Terry Miller, chair of Lone Tree Council, said that Sen. Randy Richardville and (R-Frenchtown Township), Sen. Roger Kahn (R-Saginaw), along with Senate Majority Leader Mike Bishop (R-Rochester), are “stooges” to Birkholz, going along with her changes to SB 213 that will open the door to more coal plants and less renewable energy than the House package.
“Calling a senator a stooge is fairly harsh,” Miller said. “But what this energy plan is doing to Michigan is harsh, keeping it locked in the dark ages at a time when we should be moving away from coal and investing in the clean energy of the future.”
Matt Marsden, Bishop’s spokesperson, said that the name-calling typical of GOP opposition isn’t productive.
He said senators passed bills that they thought would open the door to alternative energy usage in the long run, but still offer affordable energy to customers now.

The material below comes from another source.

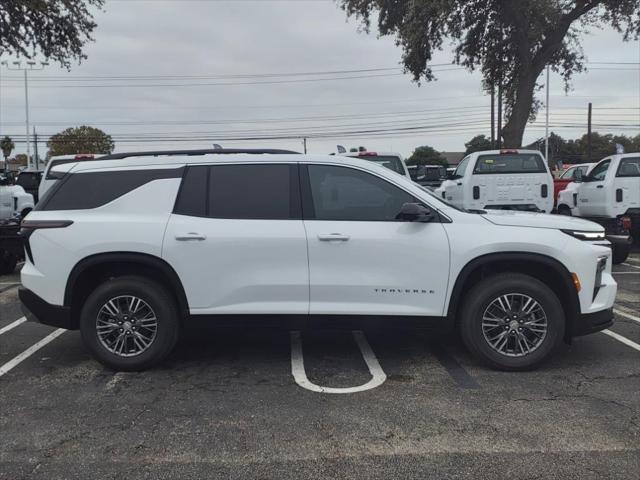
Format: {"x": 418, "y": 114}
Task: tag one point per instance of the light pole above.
{"x": 546, "y": 134}
{"x": 31, "y": 65}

If environmental groups have suggestions for how to change the parts of energy policy still up for debate, they should meet with senators one on one, Marsden said.
But those groups complained this week that after spending a year working with the House to draft compromise legislation with which utility companies, the governor and environmental interests were comfortable, the Senate scrapped the House renewable portfolio standard and instead catered to the interests big energy companies.

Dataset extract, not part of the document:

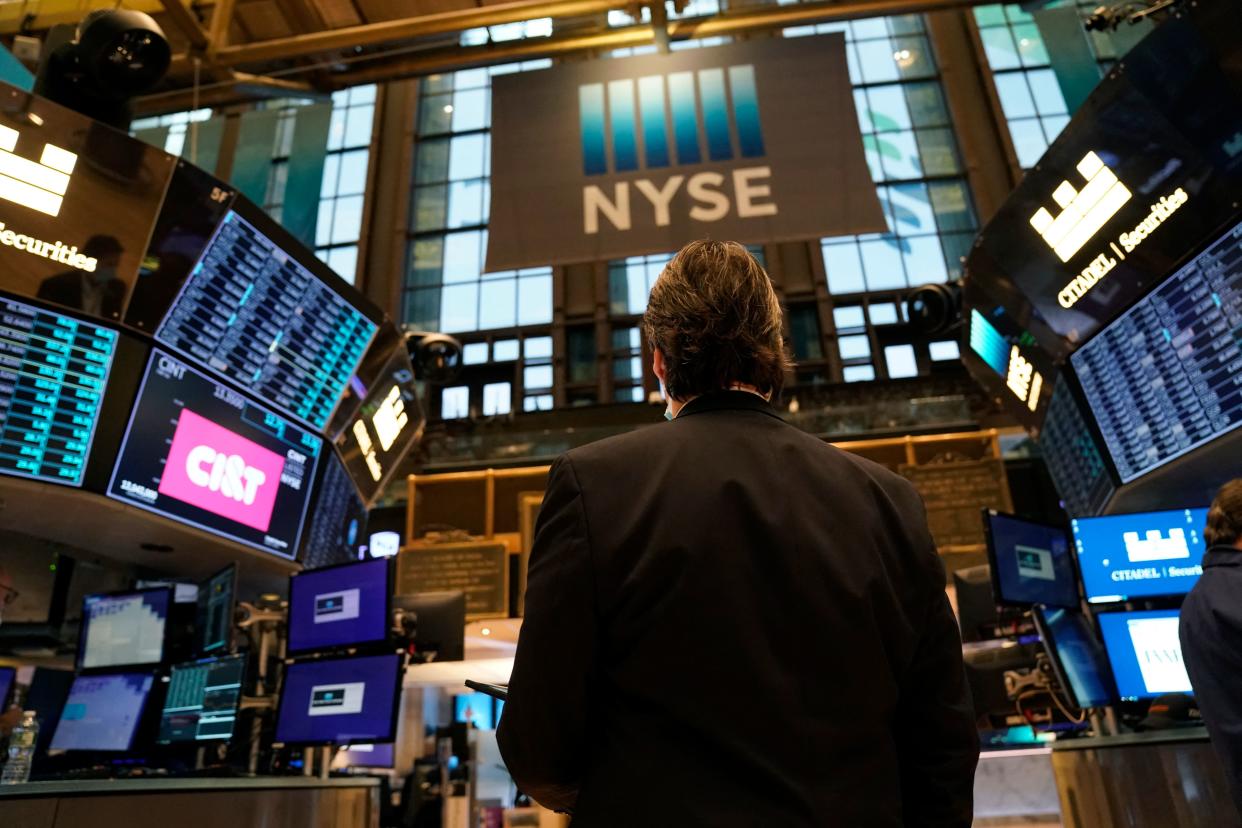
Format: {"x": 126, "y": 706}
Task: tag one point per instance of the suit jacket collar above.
{"x": 727, "y": 401}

Groups including Progress Michigan, the Sierra Club and Clean Water Action, said that as the price of coal continues to increase, Michigan residents will be forced to foot the bill of higher energy prices and to pay for eight more proposed plants in the state, which will employ a third of the people that alternative energy companies would bring.
Birkholz said in a statement that she thinks the Senate energy plan minimizes the economic impact on residents who are already dealing with record high unemployment and “an alarming increase in the cost of basic household needs.
“Senate Republicans refuse to impose an ill-informed government mandate for renewable energy that would require residents to pay significantly more for their energy needs – up to $6 billion to $8 billion more, she said. “I am a strong proponent of renewable energy and the environment, but we cannot be blind to the state’s economic woes and further handicap Michigan’s economy by supporting a costly government mandate.”
Jeff Holyfield, a spokesperson at Consumers Energy, which is set to build at least one new coal-fired plant in Michigan, said that his company would continue its plan to get 10 percent of its energy from renewable sources, no matter the outcome of the legislation.
He said he suspects that other energy companies will also still diversify their energy sources with alternative energy, but that the environmentalists’ call to end dependence on coal isn’t reasonable.
Renewable sources aren’t inexpensive or dependable enough to handle the state’s ever-growing energy demands, Holyfield said, and coal’s alternative, natural gas, is much more expensive and not as abundant.
In response to claims that coal plants increase pollution and the rate of health problems such as asthma, he said that according to Department of Environmental Quality air tests, the state’s air is cleaner than it was 30 years ago because of improvements made by energy companies to lessen emissions.